[comp.lang.postscript] Diatribe

rokicki@neon.Stanford.EDU (Tomas G. Rokicki) (05/05/91)

\chapter{12}{Pitfalls of PostScript}

PostScript has been a major boon to the computer and printing industries.
Many claim the Macintosh revolutionized publishing---actually, it was
John Warnock and his PostScript language that revolutionized publishing.
The Apple LaserWriter just happened to be the first very successful
printer to incorporate PostScript.

And there is no question about it, but the PostScript language is a very
elegant page description language.  It has an extremely small set of
primitives, be they language primitives or rendering primitives, and
a consistent interpretation of those primitives.  For example, rather than
add a special `arc' primitive, they simply realized that an arc can be
represented to any accuracy by a series of splines---and for any reasonable
accuracy, with a very small number of splines---so there was no need to
clutter up the renderer with arcs.  On the other hand, adding an arc
primitive to the language was easy---it just draws the requisite number
of splines.

But all is not bliss.  PostScript has a number of flaws.  Some are small,
some are large enough to hurl a planet through.  And many implementations
add their own set of bugs to the pot.  In this chapter, I indulge myself
by bringing up some of my pet peeves about PostScript and the various
implementations I have worked with.

I shall not even consider dealing with the half-way implementations of
PostScript that are available; PostScript as a language and an imaging
model is simple enough that any respectable programmer should be able to
implement it completely.  So I won't even mention things like lack of
save and restore.

Many of the problems are unequivocably Adobe's fault; many are applications
programmers'.  Some are addressed by PostScript Level 2; most are not.
In any case, only by identifying them can we have any hope of remedying them.

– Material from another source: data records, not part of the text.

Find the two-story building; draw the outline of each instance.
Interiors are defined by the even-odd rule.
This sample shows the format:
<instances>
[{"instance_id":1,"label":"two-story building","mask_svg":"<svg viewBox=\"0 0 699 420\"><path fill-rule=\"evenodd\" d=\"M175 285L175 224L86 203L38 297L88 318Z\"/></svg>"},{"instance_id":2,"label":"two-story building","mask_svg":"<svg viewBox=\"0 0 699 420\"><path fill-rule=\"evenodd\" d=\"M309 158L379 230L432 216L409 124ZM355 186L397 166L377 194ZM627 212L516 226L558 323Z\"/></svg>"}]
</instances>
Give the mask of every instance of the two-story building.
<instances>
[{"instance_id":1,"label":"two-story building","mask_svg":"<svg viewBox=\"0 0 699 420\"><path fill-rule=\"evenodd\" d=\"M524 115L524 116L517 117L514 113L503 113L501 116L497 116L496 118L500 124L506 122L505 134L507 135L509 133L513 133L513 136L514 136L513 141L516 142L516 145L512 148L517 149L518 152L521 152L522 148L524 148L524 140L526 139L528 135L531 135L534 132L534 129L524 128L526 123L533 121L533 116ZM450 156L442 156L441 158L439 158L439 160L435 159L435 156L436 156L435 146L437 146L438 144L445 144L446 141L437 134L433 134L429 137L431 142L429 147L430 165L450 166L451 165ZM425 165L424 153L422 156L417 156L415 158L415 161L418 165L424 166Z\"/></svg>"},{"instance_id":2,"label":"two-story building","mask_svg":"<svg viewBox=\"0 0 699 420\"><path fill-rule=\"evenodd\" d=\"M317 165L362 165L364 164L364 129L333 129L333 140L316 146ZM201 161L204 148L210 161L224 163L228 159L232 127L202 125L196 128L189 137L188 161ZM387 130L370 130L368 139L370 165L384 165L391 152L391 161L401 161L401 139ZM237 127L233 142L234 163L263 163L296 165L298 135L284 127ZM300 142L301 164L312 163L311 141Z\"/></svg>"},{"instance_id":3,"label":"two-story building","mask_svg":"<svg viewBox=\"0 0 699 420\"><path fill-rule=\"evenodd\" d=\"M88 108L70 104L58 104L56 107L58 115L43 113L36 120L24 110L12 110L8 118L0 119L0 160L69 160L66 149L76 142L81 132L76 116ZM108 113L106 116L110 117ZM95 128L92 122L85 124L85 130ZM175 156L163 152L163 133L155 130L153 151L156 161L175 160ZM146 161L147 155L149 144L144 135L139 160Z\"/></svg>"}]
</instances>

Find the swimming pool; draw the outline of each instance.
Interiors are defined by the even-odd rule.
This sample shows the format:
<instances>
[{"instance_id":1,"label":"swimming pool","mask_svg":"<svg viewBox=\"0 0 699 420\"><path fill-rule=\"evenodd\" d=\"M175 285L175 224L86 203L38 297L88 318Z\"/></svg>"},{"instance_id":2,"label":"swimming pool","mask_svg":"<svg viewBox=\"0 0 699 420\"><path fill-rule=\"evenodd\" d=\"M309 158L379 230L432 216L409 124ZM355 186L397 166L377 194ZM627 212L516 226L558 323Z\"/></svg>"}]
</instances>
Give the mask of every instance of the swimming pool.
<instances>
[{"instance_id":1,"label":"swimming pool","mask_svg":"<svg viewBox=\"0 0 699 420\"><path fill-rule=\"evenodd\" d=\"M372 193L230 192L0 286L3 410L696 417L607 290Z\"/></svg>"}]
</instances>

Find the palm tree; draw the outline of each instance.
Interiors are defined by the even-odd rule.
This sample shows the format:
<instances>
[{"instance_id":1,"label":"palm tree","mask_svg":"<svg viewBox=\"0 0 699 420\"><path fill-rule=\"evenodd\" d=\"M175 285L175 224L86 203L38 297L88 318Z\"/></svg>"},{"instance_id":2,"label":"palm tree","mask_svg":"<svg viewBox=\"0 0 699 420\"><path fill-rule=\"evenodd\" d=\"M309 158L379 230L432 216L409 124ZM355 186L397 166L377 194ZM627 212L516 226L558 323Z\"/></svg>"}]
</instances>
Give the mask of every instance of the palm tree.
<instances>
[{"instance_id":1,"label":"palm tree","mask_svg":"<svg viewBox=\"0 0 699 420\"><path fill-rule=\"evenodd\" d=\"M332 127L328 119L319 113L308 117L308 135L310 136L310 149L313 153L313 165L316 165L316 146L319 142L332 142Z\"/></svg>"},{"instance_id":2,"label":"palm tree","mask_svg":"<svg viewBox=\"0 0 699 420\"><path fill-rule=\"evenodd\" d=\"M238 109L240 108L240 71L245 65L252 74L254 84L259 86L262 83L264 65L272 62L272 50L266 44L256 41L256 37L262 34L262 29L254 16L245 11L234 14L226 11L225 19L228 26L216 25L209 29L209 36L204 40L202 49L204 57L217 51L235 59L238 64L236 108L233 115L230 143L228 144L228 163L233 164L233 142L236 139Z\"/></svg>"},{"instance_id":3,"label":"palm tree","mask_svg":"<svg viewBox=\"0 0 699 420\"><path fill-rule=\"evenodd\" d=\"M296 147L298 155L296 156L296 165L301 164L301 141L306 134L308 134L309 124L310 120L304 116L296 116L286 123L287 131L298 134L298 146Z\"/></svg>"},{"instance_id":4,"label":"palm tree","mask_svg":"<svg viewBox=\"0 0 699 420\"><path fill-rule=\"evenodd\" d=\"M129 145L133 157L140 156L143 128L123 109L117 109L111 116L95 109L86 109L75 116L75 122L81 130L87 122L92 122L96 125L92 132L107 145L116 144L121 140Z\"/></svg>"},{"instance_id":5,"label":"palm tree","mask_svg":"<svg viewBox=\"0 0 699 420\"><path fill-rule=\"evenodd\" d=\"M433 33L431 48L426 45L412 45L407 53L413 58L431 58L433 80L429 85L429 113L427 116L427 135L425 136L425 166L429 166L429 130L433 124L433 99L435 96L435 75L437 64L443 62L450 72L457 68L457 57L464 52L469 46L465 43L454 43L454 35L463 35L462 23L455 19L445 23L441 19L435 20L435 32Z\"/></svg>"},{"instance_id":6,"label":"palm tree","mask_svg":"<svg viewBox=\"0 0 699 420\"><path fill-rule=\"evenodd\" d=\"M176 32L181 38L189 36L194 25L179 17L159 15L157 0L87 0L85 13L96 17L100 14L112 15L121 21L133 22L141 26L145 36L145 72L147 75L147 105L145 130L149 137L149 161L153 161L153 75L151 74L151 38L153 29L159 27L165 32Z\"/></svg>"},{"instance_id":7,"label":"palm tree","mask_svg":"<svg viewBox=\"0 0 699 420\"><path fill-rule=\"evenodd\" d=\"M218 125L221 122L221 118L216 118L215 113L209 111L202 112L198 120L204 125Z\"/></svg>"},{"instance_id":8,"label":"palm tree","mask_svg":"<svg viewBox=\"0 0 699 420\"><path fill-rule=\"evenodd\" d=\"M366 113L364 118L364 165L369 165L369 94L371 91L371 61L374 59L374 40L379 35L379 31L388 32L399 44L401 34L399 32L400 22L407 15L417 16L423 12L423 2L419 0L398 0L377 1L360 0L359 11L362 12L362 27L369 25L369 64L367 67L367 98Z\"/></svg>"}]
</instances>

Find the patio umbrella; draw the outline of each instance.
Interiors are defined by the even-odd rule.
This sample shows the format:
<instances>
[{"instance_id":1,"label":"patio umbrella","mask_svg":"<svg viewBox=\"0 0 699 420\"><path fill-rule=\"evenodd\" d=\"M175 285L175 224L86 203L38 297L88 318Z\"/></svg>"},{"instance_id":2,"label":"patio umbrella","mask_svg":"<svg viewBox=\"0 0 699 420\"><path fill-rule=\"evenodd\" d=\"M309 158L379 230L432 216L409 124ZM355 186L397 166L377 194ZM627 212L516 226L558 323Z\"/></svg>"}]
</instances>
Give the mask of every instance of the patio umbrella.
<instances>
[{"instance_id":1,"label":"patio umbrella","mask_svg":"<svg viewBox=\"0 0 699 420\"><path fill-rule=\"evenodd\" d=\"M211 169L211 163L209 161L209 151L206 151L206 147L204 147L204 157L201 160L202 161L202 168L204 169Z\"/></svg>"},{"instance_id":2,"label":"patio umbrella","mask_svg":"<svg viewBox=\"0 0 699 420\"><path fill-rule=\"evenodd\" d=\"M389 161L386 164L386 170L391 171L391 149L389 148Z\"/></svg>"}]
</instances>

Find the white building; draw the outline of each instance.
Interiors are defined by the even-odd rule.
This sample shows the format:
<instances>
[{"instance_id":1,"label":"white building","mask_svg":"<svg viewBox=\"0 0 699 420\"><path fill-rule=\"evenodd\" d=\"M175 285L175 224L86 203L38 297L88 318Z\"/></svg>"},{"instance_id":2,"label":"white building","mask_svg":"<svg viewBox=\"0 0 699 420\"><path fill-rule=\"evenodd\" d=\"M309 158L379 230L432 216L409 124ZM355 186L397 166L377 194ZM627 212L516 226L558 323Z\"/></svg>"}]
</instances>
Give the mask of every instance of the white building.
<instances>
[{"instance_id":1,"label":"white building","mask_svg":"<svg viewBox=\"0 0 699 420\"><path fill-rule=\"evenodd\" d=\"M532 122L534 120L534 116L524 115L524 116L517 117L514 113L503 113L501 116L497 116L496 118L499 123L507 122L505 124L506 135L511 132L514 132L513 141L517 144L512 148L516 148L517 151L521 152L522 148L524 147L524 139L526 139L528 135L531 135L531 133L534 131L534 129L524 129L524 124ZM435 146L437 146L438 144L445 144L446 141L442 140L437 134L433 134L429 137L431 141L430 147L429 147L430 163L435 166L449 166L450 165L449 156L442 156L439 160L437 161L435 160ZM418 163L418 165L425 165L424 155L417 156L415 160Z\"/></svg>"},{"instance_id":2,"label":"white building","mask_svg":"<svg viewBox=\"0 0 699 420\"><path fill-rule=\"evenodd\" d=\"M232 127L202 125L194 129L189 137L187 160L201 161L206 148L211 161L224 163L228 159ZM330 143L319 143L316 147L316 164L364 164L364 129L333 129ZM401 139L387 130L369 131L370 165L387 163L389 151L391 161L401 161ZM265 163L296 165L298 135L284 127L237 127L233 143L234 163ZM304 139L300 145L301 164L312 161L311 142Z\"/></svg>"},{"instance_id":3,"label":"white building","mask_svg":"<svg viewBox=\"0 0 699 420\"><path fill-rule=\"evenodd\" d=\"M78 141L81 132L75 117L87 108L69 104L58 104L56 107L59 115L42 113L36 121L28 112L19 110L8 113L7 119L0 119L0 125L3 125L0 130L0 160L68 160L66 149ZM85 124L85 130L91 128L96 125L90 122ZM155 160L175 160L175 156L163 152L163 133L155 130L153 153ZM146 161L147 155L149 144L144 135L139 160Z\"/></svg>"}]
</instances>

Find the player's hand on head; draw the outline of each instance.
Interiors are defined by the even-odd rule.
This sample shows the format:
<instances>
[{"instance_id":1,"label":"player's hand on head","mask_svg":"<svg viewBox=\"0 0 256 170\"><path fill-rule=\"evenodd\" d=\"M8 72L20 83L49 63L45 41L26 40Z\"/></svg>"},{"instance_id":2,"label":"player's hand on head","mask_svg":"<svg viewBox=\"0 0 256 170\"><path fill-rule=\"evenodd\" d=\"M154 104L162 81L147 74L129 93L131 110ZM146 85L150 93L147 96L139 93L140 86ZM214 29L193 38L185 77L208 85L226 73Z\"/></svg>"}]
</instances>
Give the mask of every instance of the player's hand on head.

\section{1}{Language Problems}

The largest problem with the language itself is the large number of static
limits on all sorts of things, from path length to stack depth.  In
addition, normally dynamic things like dictionary sizes have to be
statically declared.  This is a pain, especially since there is often no
simple way to test if these limits will be exceeded.  These static limits
look doubly bad when you consider that they must often be split between the
program importing a graphic and the graphic itself.  Or when you consider
that at laser printer resolution, the path length might be short, but
at typesetter resolution, a lot more line segments are required to represent
that curve, overflowing a static limit.

But perhaps the single worst idea in the PostScript language itself is the
\.{bind} operator.  On the surface this operator may look good; it provides
a way to short-circuit the name lookup, and directly bind the use of a name
to the appropriate dictionary entry.  Adobe pushed this little feature very
hard; it is mentioned time and time again in various PostScript references
and tutorials.  Its main purpose is to increase the speed of the PostScript
interpreter.

But when you really sit down and benchmark, you'll find that very little of
the time is spent in name lookup, despite claims to the contrary.  Try
redefining \.{bind} to the null procedure at the top of some PostScript
graphics that use it, and time them before and after you make this
change---the speed difference will be minimal.

That wouldn't really hurt, though, except for the fact that \.{bind}
causes no end of grief due to improper use.  And it is used improperly
in many, many places; even Adobe Illustrator uses \.{bind} inappropriately
in at least one place.

The problem with using \.{bind} where it shouldn't be used hinges around
included graphics---nesting PostScript files inside other PostScript
files.  If you use \.{bind} in a context where there is no current
definition of the name on the stack, no binding is done and the name
stays in the procedure for later lookup.  So if you expect something to
be bound and it isn't, the file still works.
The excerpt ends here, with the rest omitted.